Final answer:
A university must consider the operational costs, demand for games, competitive pricing, and seating capacity when setting ticket prices. Optimal pricing must balance covering expenses and maximizing revenue without deterring attendance. This is analogous to a band choosing a ticket price that maximizes revenue with fixed costs and variable demand.
Step-by-step explanation:
When a university is trying to determine how much it should charge for tickets to basketball games to help offset the expenses of the new arena, several factors must be considered.
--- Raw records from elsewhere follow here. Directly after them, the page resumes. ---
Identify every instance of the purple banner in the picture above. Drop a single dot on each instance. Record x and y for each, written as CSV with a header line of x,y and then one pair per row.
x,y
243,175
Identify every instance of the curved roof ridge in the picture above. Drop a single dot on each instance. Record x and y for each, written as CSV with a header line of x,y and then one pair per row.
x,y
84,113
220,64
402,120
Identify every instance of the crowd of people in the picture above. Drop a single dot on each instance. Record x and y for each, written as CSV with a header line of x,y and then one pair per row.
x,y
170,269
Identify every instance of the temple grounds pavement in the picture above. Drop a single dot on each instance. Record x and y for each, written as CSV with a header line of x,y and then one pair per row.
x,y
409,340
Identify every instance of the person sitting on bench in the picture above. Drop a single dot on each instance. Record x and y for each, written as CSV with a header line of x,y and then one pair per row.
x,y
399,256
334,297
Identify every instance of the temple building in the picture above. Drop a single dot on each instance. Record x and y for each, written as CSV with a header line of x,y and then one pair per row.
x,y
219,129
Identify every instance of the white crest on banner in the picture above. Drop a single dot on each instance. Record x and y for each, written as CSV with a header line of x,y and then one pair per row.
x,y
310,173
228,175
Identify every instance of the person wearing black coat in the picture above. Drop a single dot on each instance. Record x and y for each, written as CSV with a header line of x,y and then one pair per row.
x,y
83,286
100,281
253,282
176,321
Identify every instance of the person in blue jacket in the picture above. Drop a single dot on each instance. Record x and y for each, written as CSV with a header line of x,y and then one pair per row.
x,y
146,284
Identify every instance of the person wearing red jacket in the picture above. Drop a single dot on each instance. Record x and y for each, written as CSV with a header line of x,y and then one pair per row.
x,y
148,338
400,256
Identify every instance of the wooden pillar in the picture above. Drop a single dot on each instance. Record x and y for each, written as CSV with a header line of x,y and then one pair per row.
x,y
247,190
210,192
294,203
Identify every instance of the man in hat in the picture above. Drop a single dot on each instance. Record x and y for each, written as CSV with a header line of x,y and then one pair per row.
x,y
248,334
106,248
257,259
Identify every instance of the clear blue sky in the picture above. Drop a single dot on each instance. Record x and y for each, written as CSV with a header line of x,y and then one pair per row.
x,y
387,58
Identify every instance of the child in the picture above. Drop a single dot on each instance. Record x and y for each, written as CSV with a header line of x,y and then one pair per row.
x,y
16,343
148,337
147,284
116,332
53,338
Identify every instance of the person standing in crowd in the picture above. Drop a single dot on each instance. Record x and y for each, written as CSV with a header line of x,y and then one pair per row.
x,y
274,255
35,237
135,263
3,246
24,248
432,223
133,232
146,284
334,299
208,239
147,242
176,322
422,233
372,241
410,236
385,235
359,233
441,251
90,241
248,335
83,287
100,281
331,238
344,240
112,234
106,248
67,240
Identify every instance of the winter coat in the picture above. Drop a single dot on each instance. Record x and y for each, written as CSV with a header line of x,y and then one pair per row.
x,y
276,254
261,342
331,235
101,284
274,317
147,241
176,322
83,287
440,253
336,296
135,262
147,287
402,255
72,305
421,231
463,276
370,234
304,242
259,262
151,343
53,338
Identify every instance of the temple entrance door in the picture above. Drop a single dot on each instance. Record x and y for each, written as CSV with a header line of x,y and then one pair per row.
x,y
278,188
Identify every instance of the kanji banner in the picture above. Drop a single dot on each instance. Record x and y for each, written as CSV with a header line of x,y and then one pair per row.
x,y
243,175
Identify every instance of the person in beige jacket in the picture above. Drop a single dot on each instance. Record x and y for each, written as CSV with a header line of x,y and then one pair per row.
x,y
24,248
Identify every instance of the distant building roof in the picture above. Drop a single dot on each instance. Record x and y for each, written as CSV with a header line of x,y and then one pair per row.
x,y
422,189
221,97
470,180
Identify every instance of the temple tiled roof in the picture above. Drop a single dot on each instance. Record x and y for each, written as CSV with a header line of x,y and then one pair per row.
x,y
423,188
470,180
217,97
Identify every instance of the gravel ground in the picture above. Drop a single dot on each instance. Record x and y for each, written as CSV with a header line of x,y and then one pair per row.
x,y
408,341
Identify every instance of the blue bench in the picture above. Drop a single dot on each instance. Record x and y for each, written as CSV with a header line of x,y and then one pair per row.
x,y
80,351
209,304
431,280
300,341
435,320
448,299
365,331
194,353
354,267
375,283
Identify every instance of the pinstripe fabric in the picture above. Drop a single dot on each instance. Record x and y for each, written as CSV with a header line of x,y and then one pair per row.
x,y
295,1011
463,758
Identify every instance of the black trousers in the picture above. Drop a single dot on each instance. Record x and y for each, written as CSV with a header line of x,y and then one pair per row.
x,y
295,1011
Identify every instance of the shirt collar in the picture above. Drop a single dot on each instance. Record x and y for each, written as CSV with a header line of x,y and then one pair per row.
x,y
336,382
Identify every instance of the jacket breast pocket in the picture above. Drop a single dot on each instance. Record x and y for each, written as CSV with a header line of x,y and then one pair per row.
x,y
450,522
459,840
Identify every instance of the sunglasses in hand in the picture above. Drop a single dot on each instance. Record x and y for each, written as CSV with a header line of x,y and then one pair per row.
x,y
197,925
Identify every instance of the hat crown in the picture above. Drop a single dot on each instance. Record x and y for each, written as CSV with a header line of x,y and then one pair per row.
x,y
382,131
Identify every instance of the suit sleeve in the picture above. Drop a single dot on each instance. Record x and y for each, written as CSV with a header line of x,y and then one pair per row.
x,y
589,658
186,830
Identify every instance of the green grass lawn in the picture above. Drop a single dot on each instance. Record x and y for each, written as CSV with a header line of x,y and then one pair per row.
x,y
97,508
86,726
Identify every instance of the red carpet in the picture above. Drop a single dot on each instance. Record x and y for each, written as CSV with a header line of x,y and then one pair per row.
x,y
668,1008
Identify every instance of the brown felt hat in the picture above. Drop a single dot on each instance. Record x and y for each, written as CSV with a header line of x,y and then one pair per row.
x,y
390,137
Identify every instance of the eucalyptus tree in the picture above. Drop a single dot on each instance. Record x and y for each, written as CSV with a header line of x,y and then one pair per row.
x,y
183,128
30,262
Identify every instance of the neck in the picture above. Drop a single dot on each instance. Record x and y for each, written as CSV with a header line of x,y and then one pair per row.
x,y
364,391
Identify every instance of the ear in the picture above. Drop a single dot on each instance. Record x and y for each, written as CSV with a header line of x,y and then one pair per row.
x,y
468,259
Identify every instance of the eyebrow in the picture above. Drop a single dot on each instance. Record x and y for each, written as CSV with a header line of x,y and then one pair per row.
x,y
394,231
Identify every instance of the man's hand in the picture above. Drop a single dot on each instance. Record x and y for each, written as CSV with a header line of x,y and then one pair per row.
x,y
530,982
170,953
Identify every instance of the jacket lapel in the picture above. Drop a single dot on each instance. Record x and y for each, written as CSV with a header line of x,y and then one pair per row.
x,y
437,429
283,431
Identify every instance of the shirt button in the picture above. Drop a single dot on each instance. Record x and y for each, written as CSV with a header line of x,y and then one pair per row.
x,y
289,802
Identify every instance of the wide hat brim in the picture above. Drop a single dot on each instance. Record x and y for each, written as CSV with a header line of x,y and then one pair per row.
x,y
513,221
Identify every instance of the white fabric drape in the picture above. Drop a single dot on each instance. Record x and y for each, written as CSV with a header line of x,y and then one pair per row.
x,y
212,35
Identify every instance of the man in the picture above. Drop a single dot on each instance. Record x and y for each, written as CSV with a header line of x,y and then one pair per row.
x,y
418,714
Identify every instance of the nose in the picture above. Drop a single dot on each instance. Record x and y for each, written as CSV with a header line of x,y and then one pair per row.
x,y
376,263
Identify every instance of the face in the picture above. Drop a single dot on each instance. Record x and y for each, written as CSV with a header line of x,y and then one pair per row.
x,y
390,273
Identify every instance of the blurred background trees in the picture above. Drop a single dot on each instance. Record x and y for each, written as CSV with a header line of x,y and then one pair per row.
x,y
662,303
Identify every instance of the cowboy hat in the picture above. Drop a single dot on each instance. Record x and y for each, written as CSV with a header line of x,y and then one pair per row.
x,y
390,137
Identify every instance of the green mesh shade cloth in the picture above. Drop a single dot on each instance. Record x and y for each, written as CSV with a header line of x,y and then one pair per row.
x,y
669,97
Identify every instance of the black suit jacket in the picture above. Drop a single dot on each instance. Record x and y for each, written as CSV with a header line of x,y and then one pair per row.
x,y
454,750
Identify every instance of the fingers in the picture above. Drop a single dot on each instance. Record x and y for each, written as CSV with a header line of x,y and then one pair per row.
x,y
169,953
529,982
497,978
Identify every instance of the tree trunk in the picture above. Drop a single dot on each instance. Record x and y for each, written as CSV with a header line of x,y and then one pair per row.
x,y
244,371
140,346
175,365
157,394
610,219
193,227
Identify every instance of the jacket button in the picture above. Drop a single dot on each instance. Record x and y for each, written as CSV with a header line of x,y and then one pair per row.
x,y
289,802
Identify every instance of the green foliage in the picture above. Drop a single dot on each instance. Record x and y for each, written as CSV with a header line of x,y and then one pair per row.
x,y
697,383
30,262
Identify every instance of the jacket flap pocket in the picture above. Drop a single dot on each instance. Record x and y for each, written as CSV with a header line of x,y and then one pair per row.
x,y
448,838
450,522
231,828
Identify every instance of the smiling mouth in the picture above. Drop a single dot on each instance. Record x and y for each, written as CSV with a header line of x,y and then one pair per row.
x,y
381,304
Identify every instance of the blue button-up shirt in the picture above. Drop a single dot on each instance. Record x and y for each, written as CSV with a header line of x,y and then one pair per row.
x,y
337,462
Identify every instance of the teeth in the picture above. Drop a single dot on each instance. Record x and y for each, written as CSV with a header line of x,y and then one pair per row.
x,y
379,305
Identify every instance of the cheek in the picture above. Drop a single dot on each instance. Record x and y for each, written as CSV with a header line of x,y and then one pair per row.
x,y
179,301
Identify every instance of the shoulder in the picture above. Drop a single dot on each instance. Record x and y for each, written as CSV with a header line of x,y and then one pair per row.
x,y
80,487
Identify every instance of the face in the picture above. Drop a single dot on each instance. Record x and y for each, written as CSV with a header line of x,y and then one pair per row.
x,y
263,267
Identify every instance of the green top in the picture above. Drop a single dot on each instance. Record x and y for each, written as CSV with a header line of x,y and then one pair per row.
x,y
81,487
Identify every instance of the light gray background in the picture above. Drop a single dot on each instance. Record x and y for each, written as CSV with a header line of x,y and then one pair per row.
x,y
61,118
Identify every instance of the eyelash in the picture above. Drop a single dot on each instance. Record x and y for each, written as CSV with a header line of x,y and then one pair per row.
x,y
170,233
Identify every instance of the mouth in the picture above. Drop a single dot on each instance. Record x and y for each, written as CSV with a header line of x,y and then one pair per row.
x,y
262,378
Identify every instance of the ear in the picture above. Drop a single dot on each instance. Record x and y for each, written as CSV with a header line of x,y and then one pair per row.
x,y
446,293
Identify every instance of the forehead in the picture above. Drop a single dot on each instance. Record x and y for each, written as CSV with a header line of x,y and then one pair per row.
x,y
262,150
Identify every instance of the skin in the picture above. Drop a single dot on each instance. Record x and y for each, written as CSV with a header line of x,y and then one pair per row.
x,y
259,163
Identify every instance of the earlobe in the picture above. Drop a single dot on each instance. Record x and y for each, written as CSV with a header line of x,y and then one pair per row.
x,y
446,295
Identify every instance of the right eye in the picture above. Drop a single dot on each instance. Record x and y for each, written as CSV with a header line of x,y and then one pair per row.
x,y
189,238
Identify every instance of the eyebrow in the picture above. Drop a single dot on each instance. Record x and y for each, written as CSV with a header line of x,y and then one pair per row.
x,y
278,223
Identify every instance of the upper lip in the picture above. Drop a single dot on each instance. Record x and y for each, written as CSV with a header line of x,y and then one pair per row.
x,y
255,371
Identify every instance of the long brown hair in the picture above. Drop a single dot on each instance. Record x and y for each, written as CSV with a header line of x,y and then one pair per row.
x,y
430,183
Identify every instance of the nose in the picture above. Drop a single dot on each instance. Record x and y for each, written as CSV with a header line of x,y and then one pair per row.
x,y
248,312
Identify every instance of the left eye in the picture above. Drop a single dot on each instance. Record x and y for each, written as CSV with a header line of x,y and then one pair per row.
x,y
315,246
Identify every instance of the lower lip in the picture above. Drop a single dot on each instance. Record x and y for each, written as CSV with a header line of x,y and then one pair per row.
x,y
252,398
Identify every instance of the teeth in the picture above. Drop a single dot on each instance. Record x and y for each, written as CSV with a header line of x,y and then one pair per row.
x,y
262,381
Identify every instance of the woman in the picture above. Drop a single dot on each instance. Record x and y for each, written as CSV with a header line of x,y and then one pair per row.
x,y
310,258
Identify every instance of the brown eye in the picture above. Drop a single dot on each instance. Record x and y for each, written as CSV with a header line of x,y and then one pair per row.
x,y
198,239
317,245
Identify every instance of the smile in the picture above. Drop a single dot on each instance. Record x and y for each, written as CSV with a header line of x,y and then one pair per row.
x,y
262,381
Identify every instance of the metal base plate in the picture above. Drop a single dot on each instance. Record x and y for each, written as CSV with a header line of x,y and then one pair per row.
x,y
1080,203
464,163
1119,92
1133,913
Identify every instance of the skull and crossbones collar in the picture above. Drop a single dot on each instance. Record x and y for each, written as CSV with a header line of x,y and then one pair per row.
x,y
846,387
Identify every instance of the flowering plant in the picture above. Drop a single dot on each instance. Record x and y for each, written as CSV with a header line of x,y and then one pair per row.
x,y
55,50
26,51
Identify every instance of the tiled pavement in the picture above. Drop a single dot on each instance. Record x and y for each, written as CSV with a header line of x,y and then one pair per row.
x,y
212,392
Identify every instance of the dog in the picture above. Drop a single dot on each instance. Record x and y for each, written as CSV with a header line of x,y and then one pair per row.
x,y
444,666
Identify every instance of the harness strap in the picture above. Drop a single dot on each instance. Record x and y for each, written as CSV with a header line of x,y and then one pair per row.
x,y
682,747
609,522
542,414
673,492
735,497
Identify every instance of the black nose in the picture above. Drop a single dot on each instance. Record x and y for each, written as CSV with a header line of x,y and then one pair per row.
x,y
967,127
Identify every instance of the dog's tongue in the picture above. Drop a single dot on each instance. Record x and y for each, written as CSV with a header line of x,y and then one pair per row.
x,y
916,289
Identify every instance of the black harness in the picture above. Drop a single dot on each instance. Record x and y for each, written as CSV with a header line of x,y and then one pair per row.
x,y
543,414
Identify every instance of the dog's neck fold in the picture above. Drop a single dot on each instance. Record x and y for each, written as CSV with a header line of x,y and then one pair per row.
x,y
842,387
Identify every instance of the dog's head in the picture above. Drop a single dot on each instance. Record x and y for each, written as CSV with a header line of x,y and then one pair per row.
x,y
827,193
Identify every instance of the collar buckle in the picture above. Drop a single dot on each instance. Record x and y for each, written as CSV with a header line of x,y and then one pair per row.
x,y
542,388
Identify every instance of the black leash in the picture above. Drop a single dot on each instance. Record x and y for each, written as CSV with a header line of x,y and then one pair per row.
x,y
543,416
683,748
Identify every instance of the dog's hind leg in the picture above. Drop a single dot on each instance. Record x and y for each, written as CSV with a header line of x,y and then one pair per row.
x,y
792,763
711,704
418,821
They need to assess the cost of operating the new arena, gauge the demand for basketball games, compare the prices charged by other universities for similar games, and understand the seating capacity of the arena in order to set optimal ticket prices. For any given price, the associated demand will dictate how many tickets are sold. The university must find a balance between setting a price that covers costs and maximizes profits, while also ensuring that the price is attractive enough for a significant number of attendees. This concept aligns with demand elasticity in economics, where the quantity of tickets sold will vary inversely with price changes.
As an example, take a band on tour playing in a 15,000-seat indoor arena. If the band has a fixed cost for their appearance (regardless of audience size) and keeps all ticket revenue, they face a decision similar to the university's. They must optimize the ticket price to generate the most total revenue - which may not always mean filling every seat. In general, setting a lower price can lead to more tickets sold but result in lower revenues if prices are too low. Conversely, raising the price might bring in more revenue per ticket but could result in fewer overall sales if demand is elastic. Some popular bands may find that demand for their tickets is inelastic up to a certain high price point, allowing them to set higher prices without significantly affecting the volume of tickets sold.